Сорок лет существования в режиме свободного порта (1819–1859) вместе с предприимчивостью населения – состоявшего из переселенцев как из самой России, то есть русских, украинцев, молдаван, евреев черты оседлости, так и из эмигрантов из Греции, Италии, Франции, Германии, Англии, австрийской Польши (поляков и евреев) – надолго закрепили за Одессой репутацию оборотливого города-космополита. А открытие Новороссийского университета в 1865 году обеспечило ей положение культурного и научного центра всей Новороссии, несмотря на то, что губернский центр продолжал находиться в Херсоне.

Экономический бум, начавшийся в Одессе в пореформенное время, стал постепенно стихать после убийства Александра II в марте 1881 года, а отношение к Одессе в правительственных кругах сменилось на подозрительное. Космополитичная, оборотливая, в социальном отношении передовая, а в политическом – хорошо осведомленная и, следовательно, прогрессивная; кроме того, на четверть, а позже на треть еврейская, Одесса стала расцениваться Петербургом как чужой, если не сказать враждебный, город. Такой город ни в коем случае не заслуживал государственных капиталовложений в инфраструктуру. И все же, несмотря на то, что Петербург предпочитал делать ставки на развитие Николаева и Херсона, портов-конкурентов Одессы (в том числе за счет строительства железных дорог), город не пал духом и, невзирая даже на экономический спад начала ХХ века, продолжал развиваться и расти большими темпами: в период 1881–1905 годов его население более чем удвоилось: с 226 000 до полумиллиона жителей[7].

Одесса настолько стремительно шла в гору, что Юрий Олеша, вспоминая город своего детства и юности и размышляя о Европе, отметил в дневнике 1930 года, как далеко вперед ушла Одесса начала века по сравнению с империей в целом. “Одесса, – писал он, – уже была в путешествии. Как бы оторванная от материка, она находилась уже во власти моря и матросов”. Иначе складывались дела империи:

 

“В то же время материк… – это и была в моем воображении Россия […] И если знаком моего города являлся матрос, терявший в путешествиях и общении с миром национальные признаки, – черный, дегтелицый матрос, – то знаком России был обер-кондуктор – сама национальность, – в круглой барашковой шапке, в черных суконных шароварах, выпущенных на сапожки, с окладистой бородой, с мешками у глаз, каким-то боковым сходством связанный с Пантелеймоновским подворьем [монастырь, выходящий на Вокзальную, бывш. Тюремную, площадь], с попами, с портретом Александра III”.

 

Иными словами, Одесса шла вперед под парусами на Запад, в Европу, в будущее, оставляя Россию с ее “обер-кондуктором” позади[8].

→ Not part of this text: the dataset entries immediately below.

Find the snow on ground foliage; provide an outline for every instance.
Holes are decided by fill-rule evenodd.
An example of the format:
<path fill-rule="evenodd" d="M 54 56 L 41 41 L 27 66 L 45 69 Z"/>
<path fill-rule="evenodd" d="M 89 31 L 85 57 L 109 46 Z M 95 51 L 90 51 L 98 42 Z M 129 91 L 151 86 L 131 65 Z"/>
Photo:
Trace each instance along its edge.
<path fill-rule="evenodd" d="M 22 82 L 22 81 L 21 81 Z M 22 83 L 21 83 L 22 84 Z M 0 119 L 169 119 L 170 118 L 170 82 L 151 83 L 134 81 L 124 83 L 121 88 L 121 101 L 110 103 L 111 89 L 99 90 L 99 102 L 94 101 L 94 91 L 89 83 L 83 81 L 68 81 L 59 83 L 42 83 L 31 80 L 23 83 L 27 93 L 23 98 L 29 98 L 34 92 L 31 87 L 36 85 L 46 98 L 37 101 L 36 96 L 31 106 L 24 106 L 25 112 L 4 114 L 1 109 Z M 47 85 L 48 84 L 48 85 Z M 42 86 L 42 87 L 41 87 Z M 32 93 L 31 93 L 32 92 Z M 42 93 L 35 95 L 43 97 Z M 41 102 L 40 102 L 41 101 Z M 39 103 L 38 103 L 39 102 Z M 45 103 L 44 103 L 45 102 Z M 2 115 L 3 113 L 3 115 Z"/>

Если подойти к Одессе с моря, со стороны порта, то город, раскинувшийся на плато и как бы нависающий над портом, легко представить гигантским кораблем. Но образ и метафора Олеши помимо зрительной ассоциации в смысловом плане содержали характерную для одесских писателей полемику, острие которой было направлено против “восточной”, “обидчивой” ориентации российской элиты, от славянофилов до Владимира Соловьева (“ex oriente lux”) и вторивших ему антизападников, от чьего имени Александр Блок вещал в “Скифах”: “Да, скифы мы, да, азиаты мы”.

Даже “увидевший Рим” Осип Мандельштам сумел вычитать у Катулла (“Слово и культура”, 1922) предвестие революционного скифства – перемещение оси истории с Запада на Восток, в революционную Россию: Ad claras asiae volemus urbes(“Полетим к великим городам Азии!”). Можно представить, как гимназический латинист и отличник, бывший католик Юрий Олеша, переписал бы эту строчку. Для него, как и для Бабеля, будущее России маячило на Западе, а Одесса была в авангарде этого похода: “Аd claras europae volemus urbes!”. “Белеет парус одинокий” вторил своему другу Олеше Валентин Катаев.

Все дело было в координатах, географических и культурных. Одесса стояла на юго-западном краю Российской империи, ее буржуазный, космополитический дух, воплощенный в неоклассической средиземноморской архитектуре и планировке, по которой, как по палубе корабля в непогоду, прокатывались волны революционных беспорядков и преступности, стал определяющим для Исаака Бабеля и его современников – писателей “юго-запада”, от Владимира Жаботинского и Корнея Чуковского в старшем поколении до “молодых” Юрия Олеши, Ильи Ильфа, Евгения Петрова, Валентина Катаева и других.

 

***

Квартира зубного врача, тети Кати Швехвель (девичья фамилия матери), где поселился под ее присмотром одиннадцатилетний Исаак Бабель, стояла во дворе на Тираспольской 12. До Молдованки, где родился Бабель и прожили три поколения семьи его матери, было всего три квартала, но разделяла их социальная пропасть в виде Старопортофранковской улицы, которая когда-то служила границей между процветающим porto franco и бедными одесскими пригородами, входящими в “охраняемый обер-кондуктором материк” (Олеша). Даже сегодня (по крайней мере, в 2006 году) контраст между тем, что находится по одну сторону Старопортофранковской и по другую, бросается в глаза. Перейдя Старопортофранковскую, вы покидаете благоустроенную “Европу” и попадаете в “третий мир”: какой-то расползающийся, глубоко провинциальный поселок городского типа, где царит сводящая скулы скука…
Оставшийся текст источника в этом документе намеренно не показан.